Jordi Vidal Potau has sent details and photographs of this incredible prototype electronic calculator that he made during 1965-1966, purely as a personal project and challenge during his final years in High School, before taking a degree in "Industrial Engineering: Electronics" at ETSIIB (Escola Tècnica Superior d'Enginyers Industrials de Barcelona), in Bercelona, Spain.

The specification includes:


Jordi Vidal provides the following information about his remarkable achievement in those early days of electronic calculators:

The calculator development was from July 1965 to May 1966. The money to buy the components came from a small salary from a 3 month's "trainee" period in the Instrumentation Laboratory of the 'Argos' Experimental Nuclear Reactor at ETSIIB. The Professor there was Lluis Callejo Creus, who was fundamental in my familiarization with digital and analog electronics, very modern instrumentation, particle counters, nuclear scalers, Tektronics scopes, etc...

I had repaired and was very familiar with the internal operation of a FACIT ESA-1 mechanical calculator (see below).

Facit ESA01

The FACIT ESA-01 performed FULLY automatic multiplication and division, typing the data as it is done today in electronic calculators:

[2] [3] [4]    [x]    [3] [=] result:  000000000702

[4] [5] [6] [DIV-key] [3] [=] result:  000000000152  (after very few seconds of mechanical noise)

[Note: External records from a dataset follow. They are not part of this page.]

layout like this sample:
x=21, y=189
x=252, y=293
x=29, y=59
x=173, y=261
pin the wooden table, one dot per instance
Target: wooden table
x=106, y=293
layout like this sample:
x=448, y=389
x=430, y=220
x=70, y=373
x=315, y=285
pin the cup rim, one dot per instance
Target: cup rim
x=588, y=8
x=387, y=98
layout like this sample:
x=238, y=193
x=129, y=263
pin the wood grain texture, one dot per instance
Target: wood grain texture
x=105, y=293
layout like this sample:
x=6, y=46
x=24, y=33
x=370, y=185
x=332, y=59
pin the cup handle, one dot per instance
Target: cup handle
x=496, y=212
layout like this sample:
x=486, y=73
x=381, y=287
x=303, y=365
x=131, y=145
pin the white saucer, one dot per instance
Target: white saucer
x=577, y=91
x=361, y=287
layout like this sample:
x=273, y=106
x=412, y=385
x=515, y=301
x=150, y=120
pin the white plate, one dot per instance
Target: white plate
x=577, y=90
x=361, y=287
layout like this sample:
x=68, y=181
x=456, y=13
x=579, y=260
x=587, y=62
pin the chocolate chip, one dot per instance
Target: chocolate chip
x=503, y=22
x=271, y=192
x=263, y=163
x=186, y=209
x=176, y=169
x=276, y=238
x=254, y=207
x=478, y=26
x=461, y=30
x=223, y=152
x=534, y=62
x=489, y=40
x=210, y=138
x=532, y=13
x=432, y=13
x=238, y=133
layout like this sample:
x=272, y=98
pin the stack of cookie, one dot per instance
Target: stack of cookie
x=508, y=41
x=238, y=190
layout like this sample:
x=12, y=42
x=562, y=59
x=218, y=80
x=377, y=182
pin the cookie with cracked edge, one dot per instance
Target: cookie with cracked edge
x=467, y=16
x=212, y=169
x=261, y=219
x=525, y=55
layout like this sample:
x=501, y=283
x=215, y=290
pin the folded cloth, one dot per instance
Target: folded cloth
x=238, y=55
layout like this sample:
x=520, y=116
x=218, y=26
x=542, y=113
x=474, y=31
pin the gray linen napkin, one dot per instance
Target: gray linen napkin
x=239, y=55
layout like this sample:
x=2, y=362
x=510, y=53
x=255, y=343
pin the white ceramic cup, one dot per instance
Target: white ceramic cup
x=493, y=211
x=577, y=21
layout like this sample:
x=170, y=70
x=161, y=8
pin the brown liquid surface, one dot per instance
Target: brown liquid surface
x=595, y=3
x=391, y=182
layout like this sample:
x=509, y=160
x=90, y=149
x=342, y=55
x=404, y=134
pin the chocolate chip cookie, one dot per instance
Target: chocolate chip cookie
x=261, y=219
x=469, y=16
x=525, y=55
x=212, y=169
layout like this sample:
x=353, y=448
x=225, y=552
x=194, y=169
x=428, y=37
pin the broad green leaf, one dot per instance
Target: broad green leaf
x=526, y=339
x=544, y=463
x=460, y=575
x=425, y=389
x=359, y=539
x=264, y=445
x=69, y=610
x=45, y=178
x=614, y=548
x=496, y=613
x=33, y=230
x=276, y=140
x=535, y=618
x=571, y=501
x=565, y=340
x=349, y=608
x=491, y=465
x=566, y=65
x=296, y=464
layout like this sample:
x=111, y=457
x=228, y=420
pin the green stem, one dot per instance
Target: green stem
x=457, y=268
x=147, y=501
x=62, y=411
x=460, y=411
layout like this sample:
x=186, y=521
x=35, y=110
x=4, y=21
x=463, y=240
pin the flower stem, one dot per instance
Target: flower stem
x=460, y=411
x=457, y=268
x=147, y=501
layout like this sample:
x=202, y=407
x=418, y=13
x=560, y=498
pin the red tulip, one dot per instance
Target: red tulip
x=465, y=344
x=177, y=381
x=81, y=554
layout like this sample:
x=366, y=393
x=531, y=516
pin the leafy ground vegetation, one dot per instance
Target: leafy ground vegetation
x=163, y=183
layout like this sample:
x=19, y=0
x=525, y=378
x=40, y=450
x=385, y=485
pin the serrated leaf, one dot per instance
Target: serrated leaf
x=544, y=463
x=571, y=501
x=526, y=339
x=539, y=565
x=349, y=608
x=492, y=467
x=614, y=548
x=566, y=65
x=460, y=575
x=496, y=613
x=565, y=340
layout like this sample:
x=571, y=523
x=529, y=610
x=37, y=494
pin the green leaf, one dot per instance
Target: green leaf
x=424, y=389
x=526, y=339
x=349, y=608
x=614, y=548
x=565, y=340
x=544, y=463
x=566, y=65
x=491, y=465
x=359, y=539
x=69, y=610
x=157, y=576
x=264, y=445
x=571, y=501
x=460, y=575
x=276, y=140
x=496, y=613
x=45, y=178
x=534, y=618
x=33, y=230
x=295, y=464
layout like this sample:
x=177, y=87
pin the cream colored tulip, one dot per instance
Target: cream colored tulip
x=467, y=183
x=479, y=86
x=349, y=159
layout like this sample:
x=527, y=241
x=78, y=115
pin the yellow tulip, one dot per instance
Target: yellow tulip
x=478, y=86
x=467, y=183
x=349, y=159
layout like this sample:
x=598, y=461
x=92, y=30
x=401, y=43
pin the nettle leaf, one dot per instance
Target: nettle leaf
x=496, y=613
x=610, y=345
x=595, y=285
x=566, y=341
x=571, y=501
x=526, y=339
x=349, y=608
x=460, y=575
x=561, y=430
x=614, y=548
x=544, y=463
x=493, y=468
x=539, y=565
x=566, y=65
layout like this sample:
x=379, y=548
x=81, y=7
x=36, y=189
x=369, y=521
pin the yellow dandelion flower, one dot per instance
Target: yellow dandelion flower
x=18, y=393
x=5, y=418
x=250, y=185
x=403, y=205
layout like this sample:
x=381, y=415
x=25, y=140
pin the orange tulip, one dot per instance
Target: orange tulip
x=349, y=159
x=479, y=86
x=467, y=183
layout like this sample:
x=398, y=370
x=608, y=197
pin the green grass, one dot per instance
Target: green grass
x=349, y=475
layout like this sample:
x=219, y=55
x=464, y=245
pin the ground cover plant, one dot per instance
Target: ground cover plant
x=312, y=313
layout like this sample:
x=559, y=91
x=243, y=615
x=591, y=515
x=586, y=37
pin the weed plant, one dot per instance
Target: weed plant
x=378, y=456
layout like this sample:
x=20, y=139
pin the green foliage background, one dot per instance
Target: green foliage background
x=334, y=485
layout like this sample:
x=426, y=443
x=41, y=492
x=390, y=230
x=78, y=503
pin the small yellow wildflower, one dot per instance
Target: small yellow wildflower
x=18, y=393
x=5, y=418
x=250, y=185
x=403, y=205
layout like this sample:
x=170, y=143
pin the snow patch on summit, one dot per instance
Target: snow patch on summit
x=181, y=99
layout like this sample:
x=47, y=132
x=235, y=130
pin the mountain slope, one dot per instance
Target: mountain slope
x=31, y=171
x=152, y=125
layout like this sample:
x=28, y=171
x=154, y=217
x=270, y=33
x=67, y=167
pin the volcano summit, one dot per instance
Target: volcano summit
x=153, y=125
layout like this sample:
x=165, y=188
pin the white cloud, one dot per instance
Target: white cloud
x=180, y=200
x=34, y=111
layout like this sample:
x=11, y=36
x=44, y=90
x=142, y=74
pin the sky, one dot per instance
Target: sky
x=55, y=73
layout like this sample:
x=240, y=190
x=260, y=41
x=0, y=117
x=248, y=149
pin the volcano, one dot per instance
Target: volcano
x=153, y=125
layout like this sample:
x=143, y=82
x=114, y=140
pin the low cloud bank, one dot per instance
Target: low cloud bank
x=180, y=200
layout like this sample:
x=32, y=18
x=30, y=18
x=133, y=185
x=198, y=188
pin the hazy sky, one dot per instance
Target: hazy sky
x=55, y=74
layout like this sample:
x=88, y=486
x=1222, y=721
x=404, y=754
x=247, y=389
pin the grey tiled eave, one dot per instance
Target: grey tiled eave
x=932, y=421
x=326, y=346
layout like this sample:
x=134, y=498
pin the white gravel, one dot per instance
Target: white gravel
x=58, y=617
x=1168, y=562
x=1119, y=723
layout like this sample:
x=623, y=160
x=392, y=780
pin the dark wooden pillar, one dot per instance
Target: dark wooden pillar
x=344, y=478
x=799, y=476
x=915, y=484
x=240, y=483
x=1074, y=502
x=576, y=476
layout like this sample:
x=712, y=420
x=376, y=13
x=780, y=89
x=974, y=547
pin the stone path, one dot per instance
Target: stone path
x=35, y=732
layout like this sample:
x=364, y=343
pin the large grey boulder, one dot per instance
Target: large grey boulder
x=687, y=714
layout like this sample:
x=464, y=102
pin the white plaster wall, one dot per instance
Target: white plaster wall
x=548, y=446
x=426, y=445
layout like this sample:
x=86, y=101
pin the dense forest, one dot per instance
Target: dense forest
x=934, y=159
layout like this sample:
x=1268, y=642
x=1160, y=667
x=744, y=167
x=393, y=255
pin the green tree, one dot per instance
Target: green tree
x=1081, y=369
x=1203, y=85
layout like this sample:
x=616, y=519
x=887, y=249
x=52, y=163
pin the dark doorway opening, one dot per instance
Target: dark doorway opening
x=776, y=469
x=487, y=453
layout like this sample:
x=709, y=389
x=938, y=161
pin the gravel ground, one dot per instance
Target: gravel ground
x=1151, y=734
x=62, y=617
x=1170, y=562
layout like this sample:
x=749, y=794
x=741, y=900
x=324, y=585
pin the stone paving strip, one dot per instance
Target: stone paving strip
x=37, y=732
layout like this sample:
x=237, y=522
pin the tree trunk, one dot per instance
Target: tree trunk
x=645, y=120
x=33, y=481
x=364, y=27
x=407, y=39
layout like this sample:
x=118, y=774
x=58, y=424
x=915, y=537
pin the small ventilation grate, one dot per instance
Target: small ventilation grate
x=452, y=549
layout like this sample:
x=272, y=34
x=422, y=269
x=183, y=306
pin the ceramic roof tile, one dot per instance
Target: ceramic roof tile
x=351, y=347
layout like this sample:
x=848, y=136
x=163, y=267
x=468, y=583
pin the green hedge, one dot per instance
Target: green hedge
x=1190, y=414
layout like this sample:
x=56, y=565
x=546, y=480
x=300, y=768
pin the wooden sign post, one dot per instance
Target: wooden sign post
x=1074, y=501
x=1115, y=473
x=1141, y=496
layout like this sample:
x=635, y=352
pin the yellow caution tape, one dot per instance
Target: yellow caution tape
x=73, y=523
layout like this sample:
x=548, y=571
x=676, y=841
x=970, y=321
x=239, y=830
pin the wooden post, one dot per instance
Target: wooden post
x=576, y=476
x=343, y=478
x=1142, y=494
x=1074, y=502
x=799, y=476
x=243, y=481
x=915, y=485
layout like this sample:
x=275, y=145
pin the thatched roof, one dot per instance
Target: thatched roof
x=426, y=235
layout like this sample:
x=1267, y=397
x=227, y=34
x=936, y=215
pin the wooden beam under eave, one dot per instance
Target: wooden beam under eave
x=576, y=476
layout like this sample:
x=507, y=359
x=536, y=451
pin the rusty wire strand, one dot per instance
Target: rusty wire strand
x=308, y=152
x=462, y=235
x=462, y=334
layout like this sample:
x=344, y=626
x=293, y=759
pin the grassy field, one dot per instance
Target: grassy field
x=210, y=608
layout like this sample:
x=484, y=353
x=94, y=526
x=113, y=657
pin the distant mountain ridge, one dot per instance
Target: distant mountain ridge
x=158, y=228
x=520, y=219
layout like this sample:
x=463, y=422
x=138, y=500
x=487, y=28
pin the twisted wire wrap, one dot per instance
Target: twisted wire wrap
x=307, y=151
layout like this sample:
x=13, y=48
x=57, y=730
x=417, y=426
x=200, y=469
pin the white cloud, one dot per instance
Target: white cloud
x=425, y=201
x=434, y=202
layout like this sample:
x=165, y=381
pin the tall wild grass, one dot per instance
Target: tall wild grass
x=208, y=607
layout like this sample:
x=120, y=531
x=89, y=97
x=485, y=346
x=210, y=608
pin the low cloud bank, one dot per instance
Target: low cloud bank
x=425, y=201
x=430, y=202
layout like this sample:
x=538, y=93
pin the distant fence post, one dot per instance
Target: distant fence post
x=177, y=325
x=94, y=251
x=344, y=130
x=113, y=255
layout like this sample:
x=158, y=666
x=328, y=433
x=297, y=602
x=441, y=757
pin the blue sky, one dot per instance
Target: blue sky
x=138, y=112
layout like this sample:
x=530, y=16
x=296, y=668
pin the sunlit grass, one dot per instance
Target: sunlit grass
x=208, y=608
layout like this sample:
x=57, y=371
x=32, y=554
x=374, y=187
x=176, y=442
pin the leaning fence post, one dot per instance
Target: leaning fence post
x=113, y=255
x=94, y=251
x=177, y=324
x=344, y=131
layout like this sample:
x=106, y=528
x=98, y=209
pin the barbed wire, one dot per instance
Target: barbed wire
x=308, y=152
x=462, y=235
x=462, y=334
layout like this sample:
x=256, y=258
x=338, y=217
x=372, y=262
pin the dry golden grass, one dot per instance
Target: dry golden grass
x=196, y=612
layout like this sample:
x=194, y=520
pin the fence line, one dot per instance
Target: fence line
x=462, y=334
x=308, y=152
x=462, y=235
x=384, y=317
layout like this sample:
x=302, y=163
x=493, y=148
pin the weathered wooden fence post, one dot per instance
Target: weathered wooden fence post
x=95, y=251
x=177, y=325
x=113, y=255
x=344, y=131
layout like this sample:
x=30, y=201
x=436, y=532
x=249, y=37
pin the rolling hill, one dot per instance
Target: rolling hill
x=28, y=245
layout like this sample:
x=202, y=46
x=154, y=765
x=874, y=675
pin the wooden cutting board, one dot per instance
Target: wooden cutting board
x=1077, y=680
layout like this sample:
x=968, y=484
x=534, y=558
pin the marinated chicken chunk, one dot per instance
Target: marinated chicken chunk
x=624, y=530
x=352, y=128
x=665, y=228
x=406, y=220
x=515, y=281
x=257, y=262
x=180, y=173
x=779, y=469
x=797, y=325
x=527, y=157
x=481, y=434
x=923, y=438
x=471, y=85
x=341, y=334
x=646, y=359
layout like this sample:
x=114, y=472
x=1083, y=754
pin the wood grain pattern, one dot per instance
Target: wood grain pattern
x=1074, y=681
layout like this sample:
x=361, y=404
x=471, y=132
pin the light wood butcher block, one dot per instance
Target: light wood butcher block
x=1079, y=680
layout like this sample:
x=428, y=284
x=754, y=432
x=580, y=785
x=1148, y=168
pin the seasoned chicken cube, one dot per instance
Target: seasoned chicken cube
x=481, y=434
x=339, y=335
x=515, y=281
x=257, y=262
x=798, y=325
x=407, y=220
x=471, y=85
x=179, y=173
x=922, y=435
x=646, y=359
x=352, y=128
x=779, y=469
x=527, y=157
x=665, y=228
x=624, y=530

My curiosity was to find a way to electronically emulate it, much faster and silent, doing successive additions (or subtractions) using 3 registers (arrays of digits) with variable shifting between them.

My initial nightmare was the unacceptable number of interconnections needed (4 bits for every digit...!)
The day the challenge really took off, was when I 'discovered' a serialization solution, that solved the DISPLAY, ADDITION/SUBSTRACTION AND SHIFTING, all three AT THE SAME TIME...!

The concept basically is: All decade (4 bit) counters that store the digits in the registers, are CONTINUOSULY FED with 100KHz pulses. The REAL numerical information (user data), is the PHASE difference (of 1 out of 10 possible phases) relative to a master 4 bit decade counter.

A decade that counts like the master, contains a ZERO. When it runs advanced by 3 counts, then it contains a value of 3.
When a decade reaches state '9' its only output wire (decoding the 1001 content) goes 'high' and that SINGLE WIRE is used for his display or his addition/substraction to other digit(s). Below is a block diagram.

Block diagram

The "NIXIE" display tubes were activated in a (new for me, not learned) MATRICIAL method, routinely used in today's numerical LED Displays:
ALL the ZERO-cathodes are connected together, like all ONEs, all TWOs, etc. They are cyclically activated (only 10% of the time). Each NIXIE-Anode is activated only at the 10% phase belonging to the digit to be displayed.

Benefit: much less high voltage transistors and wires!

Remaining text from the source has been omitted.